We had to pass the Sepang circuit to get here and I asked him what the Malays think of the race and the track these days. He said that they are still proud of the event, of the fact that it is putting the country on the world map. Most people cannot afford to go, but they support the idea of it.
Like I said, the cafe at this hotel is the only place you can get wifi and so that’s where myself, Anthony Davidson and Radio 5 Live producer Jason Swales are working.
Judging from the comments I’ve seen on the web in the last few days, the 5 live commentary team have gone down a storm back in the UK, particularly with their work on the red button for BBC TV during the practice sessions. I’m pleased for Ant. He’d rather be driving, like any racing driver, but he’s a brilliant communicator, as I discovered when I did that 2006 Hungarian GP with him, Jenson Button’s only previous win before Sunday.
He’s got a great eye for what a car is doing and he’s able to communicate that to his audience.
There are about a dozen of us here in Port Dickson, journos, a couple of of the McLaren communications people and some photgraphers.
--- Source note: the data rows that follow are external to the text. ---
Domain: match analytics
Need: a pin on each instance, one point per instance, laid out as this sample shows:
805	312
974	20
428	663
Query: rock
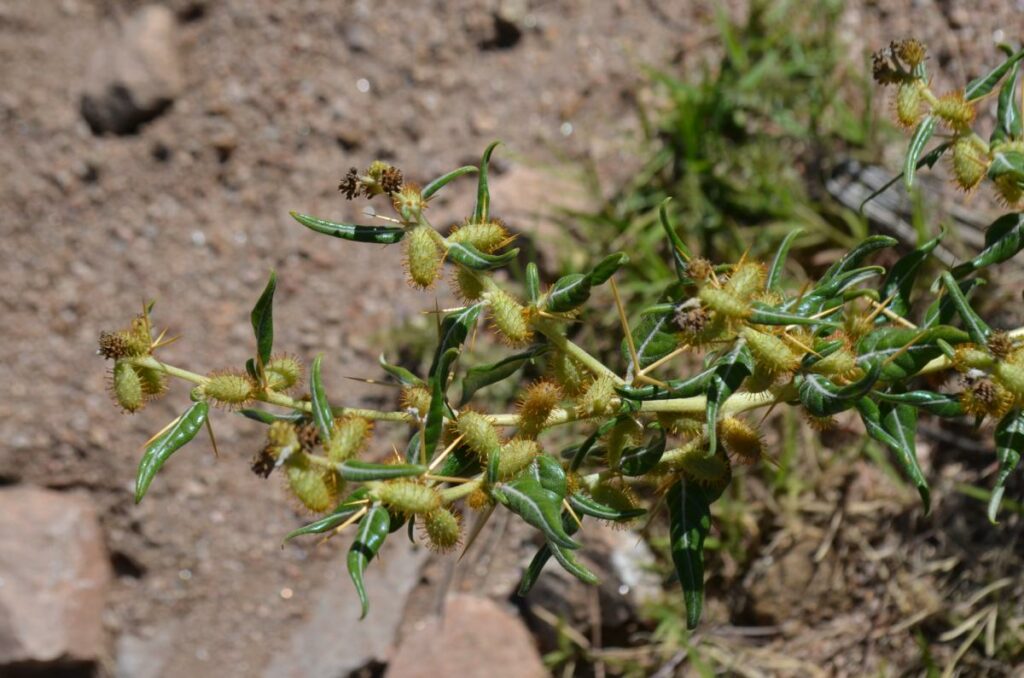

Many of them have been coming here for years. Tonight there will be a good vibe in the bar. There is a camaraderie among people on the road. We miss our families and very much appreciate their support, but most of us share the same reasons for being here and are passionate about the sport and what we do.
We will stay here today, working, then go into the track tomorrow to see what’s new. I expect to see some new parts flown out for some of the big teams. They stick them in the hold of the passenger plane, pay the excess baggage charge and just get on with it. Many is the time I’ve helped out some poor engineer, who has three trolleys with front wings, rear wings or gearboxes in huge flight cases!
All the teams are chasing the Brawn’s performance at the moment. I was thinking back to my chat with Jenson yesterday afternoon. He now goes to a race expecting to win, rather than merely hoping to, as he did in 2004 and 2006, the only times he’s had a competitive F1 car. I’m pleased for him, because most F1 drivers never get to know that feeling, it’s only the household name who do.
Red Bull has the hardest job to copy the diffuser concept because it doesn’t fit their design at all. Ferrari too have a lot of rejigging to do.
Sepang is more of a proper race track than Albert Park and this will allow the Brawn to stretch its legs a bit more. I guess that the Red Bull will give chase again and I’m sure we’ll see more from Ferrari there. Williams and Toyota failed to take advantage of a quick car in Melbourne, we’ll see if they are similarly competitive here. You have to take your chances when they come and Rosberg fastest race lap showed that the Williams was easily capable of repeating its podium of last year, but niggly problems took that away from them. It’s so tight in the group behind Brawn that teams have to grab every chance they get.
We saw on Sunday that getting the car to look after both the hard and soft tyres is critical to success. That will be the thing to look out for on Friday in practice.